Not all, but most, Republicans support Trump. Their support is unwavering and will remain unwavering. Defeats of candidates whom he has supported and indictments for crimes which he may have committed have not weakened his support. Indeed, what would likely destroy the political appeal of other candidates actually increases his appeal at the expense of the philosophy, values, and structure of American democracy.
There are four primary reasons for such staunch support. One is traditional loyalty of some Republicans simply out of family tradition or loathing of Democrats (in turn, “yallah dawg Democrats” revile Republicans). A second is adherence to traditional Republican positions which they believe Trump holds—smaller government (depends on the issue; abortion, for example, requires very big government), less regulation, lower taxes—though, in themselves, these positions alone have proven incapable of winning elections. Some of these Republicans may hold their noses but will still vote the party ticket, with Trump at the head of it.
A third is that Trump supporters have been too long committed to him to recognize or admit a mistake now of years standing, even if contrary to faith or reason. However coarse, cruel, or egocentric his behavior, it represents a one-finger salute to elites and the establishment. Their grievances, real or imagined, and their resentments, justified or not, Trump has recognized, augmented, and exploited; he feels them; he is their guy. Although he has done nothing about their grievances and resentments—he has every political motive not to do anything about them—, his dedicated followers are not going to acknowledge being fooled, conned, and fleeced. People do not like to admit even little mistakes; they are not going to admit whoppers.
The fourth reason is quite different from these three. It is a conviction founded on something essential, older and stronger. As the successor to Barack Hussein Obama, Trump is the last White Hope. Republicans perceive him as he presents himself: their champion, bloodied but unbowed by investigations and indictments, in this fight against the equality of all others to white male Christians. The more he is investigated and indicted, the greater his heroism in the cause of their hegemony in jeopardy. And this cause is the greater because “White” is too narrow if it is thought to represent only skin color. It goes well beyond blacks, to browns, yellows, and reds; to non-European immigrants; to Jews and Muslims, mainly; and to those whose sex- and gender-related issues are not his, like abortion, contraception, gender identity, and gender orientation (LGBTQ…). Inter-racial marriage fits in here someplace. These culture war issues are Republicans only trump cards—pun intended—, and they are Trump’s cards.
A mass movement in this cause is not an anomaly. The truth is that, in American history, racism and its opposite, democracy, go hand in hand. In 1619, slaves first landed in the Virginia colony; in 1619, the first democratic assembly was founded there. At the time of the American Revolution, a third of the colonial population remained loyal to monarchy and opposed to democracy. In the Civil War, about the same fraction of the country’s population supported slavery, in opposition to the proposition that all men are created equal. Today, about that same fraction opposes that same proposition. You know who might have said it: oligarchs, dictators, fascists, communists, totalitarians, Christian fundamentalists, Catholic or evangelical, and bigots ye always have with you.

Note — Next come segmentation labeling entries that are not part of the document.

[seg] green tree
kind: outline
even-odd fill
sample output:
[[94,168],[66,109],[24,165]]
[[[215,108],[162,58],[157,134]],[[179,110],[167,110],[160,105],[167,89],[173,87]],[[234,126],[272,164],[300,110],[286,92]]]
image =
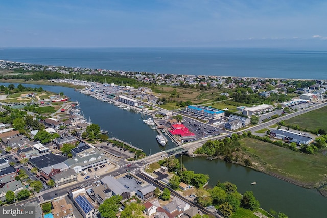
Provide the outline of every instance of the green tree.
[[161,199],[167,201],[170,199],[170,191],[167,188],[164,189],[164,192],[161,194]]
[[92,124],[86,127],[86,134],[89,138],[94,139],[97,138],[100,133],[100,127],[98,124]]
[[27,189],[22,190],[17,194],[17,198],[18,200],[25,199],[27,198],[31,195],[30,191]]
[[228,202],[219,205],[219,211],[224,217],[230,217],[233,214],[233,207]]
[[202,188],[208,182],[209,176],[203,174],[195,174],[192,183],[197,188]]
[[33,189],[33,192],[38,193],[43,188],[43,184],[39,180],[32,181],[30,183],[30,187]]
[[22,118],[16,118],[13,121],[13,125],[15,130],[24,130],[26,124]]
[[227,197],[226,191],[220,187],[215,186],[209,190],[209,193],[213,199],[213,202],[215,204],[222,204],[225,202]]
[[7,146],[5,149],[5,151],[6,151],[6,152],[7,152],[7,153],[9,153],[9,152],[10,152],[10,151],[11,151],[11,149],[11,149],[11,147],[10,146]]
[[125,209],[121,213],[122,218],[137,218],[143,217],[143,210],[145,207],[142,205],[136,203],[131,203],[127,206]]
[[233,211],[236,212],[241,205],[242,195],[237,192],[230,193],[226,198],[226,202],[233,207]]
[[182,172],[182,180],[186,184],[191,184],[193,177],[194,177],[194,171],[184,171]]
[[210,196],[210,193],[204,189],[198,189],[197,190],[197,196],[198,196],[198,203],[203,207],[212,204],[213,199]]
[[9,84],[8,85],[8,88],[10,90],[14,90],[14,89],[15,88],[15,85],[14,85],[14,84]]
[[15,193],[12,191],[8,191],[6,192],[6,201],[8,204],[11,204],[14,202]]
[[179,186],[180,183],[180,178],[178,176],[174,175],[169,180],[169,185],[174,190],[176,190]]
[[103,218],[113,218],[116,217],[120,202],[123,197],[121,196],[113,196],[107,198],[99,207],[99,212]]
[[40,130],[34,136],[34,140],[45,144],[51,141],[51,134],[45,130]]
[[49,213],[51,211],[51,203],[46,203],[43,205],[42,205],[42,211],[44,213]]
[[254,210],[260,207],[259,202],[255,199],[252,191],[246,191],[241,200],[241,206],[245,209]]

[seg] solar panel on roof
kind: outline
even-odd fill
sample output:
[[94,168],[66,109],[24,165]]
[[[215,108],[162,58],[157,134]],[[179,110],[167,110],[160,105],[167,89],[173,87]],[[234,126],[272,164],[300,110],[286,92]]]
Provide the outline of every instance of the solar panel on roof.
[[94,208],[93,206],[89,202],[85,196],[78,196],[75,198],[75,201],[82,208],[84,213],[87,213]]

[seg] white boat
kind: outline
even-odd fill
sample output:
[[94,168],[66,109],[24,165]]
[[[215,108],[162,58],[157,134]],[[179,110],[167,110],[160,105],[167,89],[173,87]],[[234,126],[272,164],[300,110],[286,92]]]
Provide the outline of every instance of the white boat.
[[161,135],[158,135],[157,137],[156,137],[156,138],[160,144],[162,146],[166,145],[166,140],[165,140],[164,136]]

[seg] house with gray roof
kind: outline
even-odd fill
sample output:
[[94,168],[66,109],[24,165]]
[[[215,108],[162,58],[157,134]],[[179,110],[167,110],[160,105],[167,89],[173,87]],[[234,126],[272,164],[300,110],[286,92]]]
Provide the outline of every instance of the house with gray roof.
[[24,204],[24,207],[34,207],[35,208],[35,218],[42,218],[42,209],[40,204],[37,201],[33,201],[32,202],[26,202]]
[[75,144],[77,140],[73,136],[60,137],[52,140],[54,148],[60,149],[64,144]]
[[313,141],[310,137],[283,129],[272,131],[270,135],[272,137],[290,143],[295,142],[297,144],[309,144]]
[[113,195],[120,195],[123,199],[129,199],[131,197],[131,193],[116,179],[110,176],[107,176],[101,179],[101,182],[107,185],[108,188],[112,191]]
[[136,190],[136,195],[143,200],[146,200],[154,196],[155,187],[152,185],[148,185]]

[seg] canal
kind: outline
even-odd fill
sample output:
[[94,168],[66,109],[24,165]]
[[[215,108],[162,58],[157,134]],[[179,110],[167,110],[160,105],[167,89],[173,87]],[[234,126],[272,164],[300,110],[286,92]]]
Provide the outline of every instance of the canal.
[[[9,83],[0,83],[8,86]],[[14,84],[17,87],[18,84]],[[87,119],[107,130],[109,136],[142,148],[149,154],[154,154],[175,144],[169,141],[165,147],[156,140],[157,132],[144,124],[139,114],[119,108],[74,91],[74,89],[56,86],[23,84],[32,87],[42,87],[43,89],[56,93],[60,92],[78,101]],[[244,193],[252,191],[259,200],[261,207],[269,211],[273,209],[288,215],[290,217],[324,217],[327,214],[327,198],[315,189],[307,189],[281,180],[272,176],[246,167],[220,160],[209,161],[205,158],[189,158],[183,156],[183,164],[189,170],[208,174],[209,184],[214,186],[218,181],[229,181],[235,184],[238,191]],[[251,185],[256,181],[257,184]]]

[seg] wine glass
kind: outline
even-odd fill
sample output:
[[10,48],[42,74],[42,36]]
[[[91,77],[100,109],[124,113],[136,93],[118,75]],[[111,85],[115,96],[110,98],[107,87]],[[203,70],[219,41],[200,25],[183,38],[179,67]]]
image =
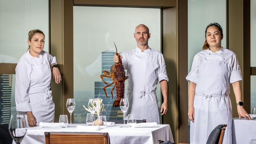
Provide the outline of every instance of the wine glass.
[[128,102],[128,99],[127,98],[121,98],[120,100],[120,108],[121,110],[124,114],[124,126],[120,127],[126,127],[124,121],[124,114],[127,111],[128,107],[129,107],[129,102]]
[[93,114],[95,111],[96,111],[96,101],[95,99],[89,99],[89,101],[88,102],[88,109],[90,110],[90,113],[92,115],[93,117],[93,120],[94,116]]
[[20,144],[27,133],[25,116],[19,113],[17,114],[12,114],[10,119],[9,129],[11,137],[16,144]]
[[107,127],[107,118],[106,116],[99,116],[99,118],[97,119],[97,130],[104,129]]
[[102,102],[100,102],[101,100],[101,98],[96,98],[95,100],[96,101],[96,105],[98,105],[99,104],[100,104],[99,106],[97,106],[96,107],[99,108],[100,109],[101,109],[101,108],[102,108],[102,106],[103,106],[103,103],[102,103]]
[[75,127],[74,126],[72,126],[71,125],[71,115],[72,114],[72,113],[73,113],[74,110],[75,109],[75,107],[76,107],[75,100],[74,100],[74,98],[68,98],[68,99],[67,100],[66,107],[67,107],[68,111],[69,111],[69,113],[70,114],[70,126],[67,127]]

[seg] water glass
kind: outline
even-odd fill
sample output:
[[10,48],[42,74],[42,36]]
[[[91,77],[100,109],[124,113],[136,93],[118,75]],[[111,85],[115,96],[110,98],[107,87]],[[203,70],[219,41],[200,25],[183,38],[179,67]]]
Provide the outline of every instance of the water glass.
[[11,137],[19,144],[27,133],[25,116],[17,113],[12,114],[9,122],[9,130]]
[[131,127],[132,124],[136,124],[136,119],[135,119],[135,114],[128,114],[128,119],[127,119],[127,125]]
[[69,124],[67,115],[60,115],[59,122],[63,122],[64,125],[59,124],[61,127],[67,127]]
[[106,116],[99,116],[97,119],[97,130],[104,129],[107,127],[107,118]]
[[121,98],[120,100],[120,109],[124,114],[124,126],[121,126],[120,127],[128,127],[125,126],[124,114],[126,113],[126,111],[127,111],[128,107],[129,107],[128,99],[127,98]]
[[254,107],[252,108],[252,114],[256,114],[256,108]]
[[93,125],[93,121],[94,120],[94,115],[90,113],[87,113],[86,114],[86,124],[87,126]]

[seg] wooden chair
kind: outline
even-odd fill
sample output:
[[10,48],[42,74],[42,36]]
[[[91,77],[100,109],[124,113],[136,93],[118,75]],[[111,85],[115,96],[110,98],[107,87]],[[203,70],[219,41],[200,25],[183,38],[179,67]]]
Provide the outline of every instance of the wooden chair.
[[12,144],[13,139],[9,133],[9,126],[8,124],[0,124],[0,144]]
[[[216,127],[209,135],[206,144],[222,144],[225,130],[227,126],[226,124],[220,124]],[[159,144],[175,144],[175,143],[172,143],[169,140],[163,141],[160,140],[158,141]],[[177,144],[185,144],[178,143]]]
[[[124,120],[125,124],[127,123],[127,120]],[[109,122],[115,122],[115,124],[124,124],[124,120],[109,120]],[[143,122],[147,122],[146,120],[136,120],[136,122],[137,123],[141,123]]]
[[108,133],[45,132],[46,144],[110,144]]

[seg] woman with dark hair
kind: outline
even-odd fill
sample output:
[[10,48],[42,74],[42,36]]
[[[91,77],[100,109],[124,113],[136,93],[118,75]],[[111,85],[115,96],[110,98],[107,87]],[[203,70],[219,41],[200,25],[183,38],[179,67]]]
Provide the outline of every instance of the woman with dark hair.
[[61,77],[55,57],[43,50],[45,34],[39,30],[28,32],[28,49],[15,68],[15,99],[17,112],[26,112],[30,127],[40,122],[54,122],[54,104],[50,90],[52,76],[56,83]]
[[190,122],[190,143],[206,144],[217,126],[227,124],[223,144],[231,144],[232,109],[229,97],[232,84],[239,119],[250,119],[243,107],[239,81],[242,80],[237,57],[222,47],[223,35],[217,23],[205,30],[203,50],[195,56],[191,71],[186,78],[190,81],[188,115]]

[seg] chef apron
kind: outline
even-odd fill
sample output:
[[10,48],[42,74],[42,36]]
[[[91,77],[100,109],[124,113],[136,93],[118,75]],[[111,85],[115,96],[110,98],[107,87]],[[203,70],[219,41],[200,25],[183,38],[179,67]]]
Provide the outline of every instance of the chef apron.
[[127,69],[129,78],[125,96],[129,106],[125,118],[128,114],[135,114],[137,120],[146,119],[147,122],[159,124],[156,94],[158,66],[153,66],[150,52],[135,52],[131,61]]
[[205,52],[198,70],[194,99],[194,122],[190,122],[190,143],[206,144],[211,131],[219,124],[228,125],[223,144],[232,143],[232,109],[229,94],[229,75],[225,65],[223,48],[222,61],[208,59]]
[[50,90],[52,73],[46,57],[40,54],[32,60],[30,85],[28,90],[32,112],[40,122],[53,122],[54,120],[54,104]]

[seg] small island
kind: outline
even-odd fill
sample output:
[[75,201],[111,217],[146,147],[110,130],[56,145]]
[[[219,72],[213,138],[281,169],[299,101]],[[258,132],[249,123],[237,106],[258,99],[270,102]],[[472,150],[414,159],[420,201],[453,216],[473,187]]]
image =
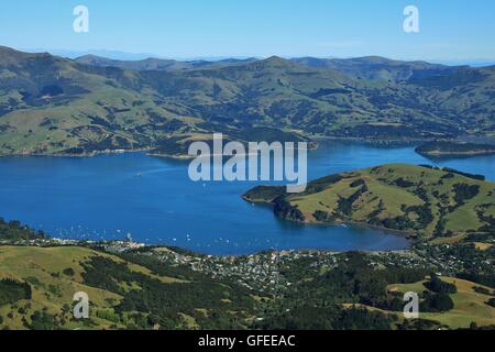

In light of this history, many to the left-of-center show themselves naïve in thinking or even hoping that Republicans will have a moment of clarity on the way to or in the voting booth come November 2024. Why would they? They are hardened in their dogmas and in their nostalgia for a Norman-Rockwell-Reader’s-Digest world, which was white male Christian supremacist and which subordinated or excluded women and minorities—racial, religious, ethnic. They are anxious about the decline in church attendance and allegiance to Christianity (“godless communism” on the Left), the furor about racial and gender issues (echoes of “uppity Negroes” and feministas)—the grievances and resentments of horny men 18-35 (i.e., “incels”) with no appeal to women represent a social and sexual pathology all its own—, the controversies about critical race theory (not understood) and censorship of books about such things as racial and gender education (including “grooming”). If documented truth about the legitimate 2020 election can make no dent, lies about everything else confirming their prejudices will remain prevalent and potent. Whatever else might be said about Trump’s supporters, they do not desire a multicultural democracy or share America’s traditional aspiration for a “more perfect union.”
I see no relief in sight from these people, the “base,” those inferior or insecure souls who need prejudice to prop them up with a false sense of superiority. In Thoreau’s words, they live “lives of quiet desperation” though they are no longer quiet about their baseless angst. Someone—who is not known—said, “the price of liberty is eternal vigilance.” Today, that price is exercising Constitutional rights. Showing the flag and evoking the Founding Fathers are not good enough. True patriotism requires much less than what they pledged in a desperate hour: their lives, fortunes, and sacred honor; it requires only that we be informed, register, and vote. Ballots, not bullets, are the arsenal of American democracy.